Phenotypic Harmonization (7)
The utility of aggregating imaging data across independent sites depends on the collection of common phenotypic information. Unfortunately, no commonly accepted standards for collecting phenotypic information exist. The NIH Toolbox attempts to address this issue, but significant concerns exist in the community regarding the scope, thoroughness, and availability of the toolbox. Additionally, it does not directly probe psychiatric illness.
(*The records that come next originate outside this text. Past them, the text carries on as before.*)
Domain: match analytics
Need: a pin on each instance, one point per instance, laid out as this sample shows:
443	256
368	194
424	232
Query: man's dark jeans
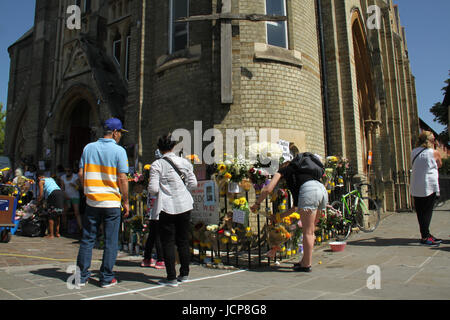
174	229
424	210
93	217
The International Neuroimaging Data-sharing Initiative (INDI) is launching two efforts that may serve as models. First, the INDI is promoting the global usage of the Achenbach System of Empirically Based Assessments (ASEBA), which provides standardized dimensional measures of psychological symptomatology. The ASEBA consists of easily administered self-report and informant questionnaires, that are normed between ages 1.5 and 90+ years, and available in more than 85 languages. Other similar instruments will be needed to maximize our ability to work across labs. Second, INDI will soon be initiating the Enhanced NKI Rockland Sample (NKI-RS). Now sponsored by the NIMH, the NKI-RS sample will make use of a comprehensive battery of established assessment instruments brought together to broadly probe psychiatrically relevant behavioral domains across the lifespan (ages: 6-85). Creation of a centralized web-based repository of such phenotypic assessment batteries for open usage by the community could rapidly advance harmonization of phenotypic data.